However, the best LLM for coding in this family is Falcon 3 as it offers quantized versions, making it efficient for deployment on low-resource devices, which can be useful for lightweight coding tools.

The Stability family

Best for: Filling code in the middle of tasks (FIM).

Stability AI's language models, branded under the "Stable LM" series, are designed for a wide range of applications, from multilingual communication to specialized tasks like coding and instruction-following. In addition to general-purpose LLMs, Stability AI offers specialized models like Stable Code 3B and Stable Code Instruct 3B, which are optimized for software development tasks such as code generation and completion.

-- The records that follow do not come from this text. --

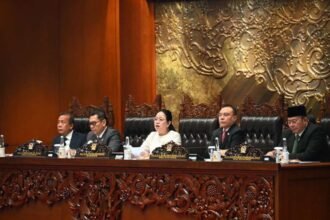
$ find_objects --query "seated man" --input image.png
[52,112,86,149]
[211,105,244,156]
[266,105,328,161]
[87,109,122,152]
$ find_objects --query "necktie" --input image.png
[292,134,299,154]
[221,129,226,143]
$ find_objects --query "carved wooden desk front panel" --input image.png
[0,158,330,219]
[0,158,277,219]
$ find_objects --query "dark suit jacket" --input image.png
[52,131,86,149]
[211,124,244,150]
[87,127,122,152]
[282,123,328,161]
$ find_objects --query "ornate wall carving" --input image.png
[0,170,275,219]
[156,0,330,117]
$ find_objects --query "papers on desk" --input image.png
[289,159,320,164]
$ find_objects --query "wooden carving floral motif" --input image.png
[0,170,274,219]
[155,0,330,104]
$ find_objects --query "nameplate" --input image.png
[14,151,45,157]
[150,154,187,160]
[223,156,261,161]
[77,152,109,158]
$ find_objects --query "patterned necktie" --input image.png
[221,129,226,143]
[292,134,299,154]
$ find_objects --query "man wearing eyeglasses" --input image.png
[52,112,86,149]
[87,109,122,152]
[267,105,329,161]
[212,104,244,156]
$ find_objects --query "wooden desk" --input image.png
[0,158,330,220]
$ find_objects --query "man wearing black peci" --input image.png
[267,105,329,161]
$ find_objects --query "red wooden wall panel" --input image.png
[0,0,155,150]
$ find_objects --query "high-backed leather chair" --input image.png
[124,95,164,147]
[69,97,114,134]
[320,117,330,148]
[319,93,330,161]
[240,96,287,153]
[179,95,221,157]
[240,116,283,153]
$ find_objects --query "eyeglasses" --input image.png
[89,121,100,126]
[287,118,302,125]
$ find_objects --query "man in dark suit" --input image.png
[87,109,122,152]
[267,105,328,161]
[212,105,244,155]
[53,112,86,149]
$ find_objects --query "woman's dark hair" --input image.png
[159,109,175,131]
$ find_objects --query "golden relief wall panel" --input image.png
[155,0,330,117]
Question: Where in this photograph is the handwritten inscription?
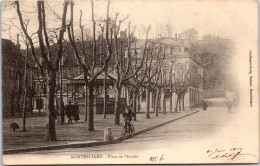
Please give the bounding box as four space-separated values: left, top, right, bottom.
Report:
207 147 255 161
71 154 139 159
248 50 253 107
150 154 164 162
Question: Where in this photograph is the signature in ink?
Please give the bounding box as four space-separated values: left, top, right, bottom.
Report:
207 148 255 161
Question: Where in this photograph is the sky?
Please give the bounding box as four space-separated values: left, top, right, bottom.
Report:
1 0 258 109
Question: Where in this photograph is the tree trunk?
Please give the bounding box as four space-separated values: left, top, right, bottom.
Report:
45 70 56 142
137 94 141 112
23 52 28 131
59 61 65 125
145 88 150 119
114 86 122 125
84 73 88 121
87 84 95 131
175 95 179 112
103 74 107 119
170 93 172 113
178 96 181 112
28 96 33 116
154 88 160 116
10 94 14 117
133 89 138 121
182 96 185 111
16 75 23 116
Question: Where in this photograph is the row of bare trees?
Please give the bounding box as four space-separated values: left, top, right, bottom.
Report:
11 0 192 141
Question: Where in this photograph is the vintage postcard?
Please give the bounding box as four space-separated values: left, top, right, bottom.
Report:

Here’s how this family of LLMs is composed:

Stable LM 2 12B: A 12-billion-parameter multilingual model trained in English, Spanish, German, Italian, French, Portuguese, and Dutch, available in both base and instruction-tuned versions for versatile applications.
Stable LM 2 1.6B: A smaller, 1.6-billion-parameter multilingual model offering state-of-the-art performance in multiple languages, designed for lightweight and efficient deployment.
Stable Code 3B: A 3-billion-parameter model optimized for accurate and responsive code completion, comparable to larger models like CodeLLaMA 7B but more efficient.
Stable LM Zephyr 3B: A lightweight 3-billion-parameter chat model fine-tuned for instruction-following and Q&A tasks, offering responsive and user-friendly interactions.
Japanese Stable LM: A specialized model trained exclusively in Japanese, achieving top performance on various Japanese language benchmarks.
Japanese Stable LM 2 1.6B: A 1.6-billion-parameter Japanese language model available in both base and instruction-tuned versions, tailored for diverse Japanese language tasks.
Stable Beluga: A powerful LLM with exceptional reasoning abilities, suitable for tasks like copywriting, answering scientific questions, and generating creative ideas.
Stable Code Instruct 3B: An instruction-tuned version of Stable Code 3B, capable of handling code generation, math, and other software development tasks with natural language prompts.

License:

The base Stable LM models, such as Stable LM 2 12B and Stable LM 2 1.6B, are open source and can be freely used, modified, and adapted for various purposes.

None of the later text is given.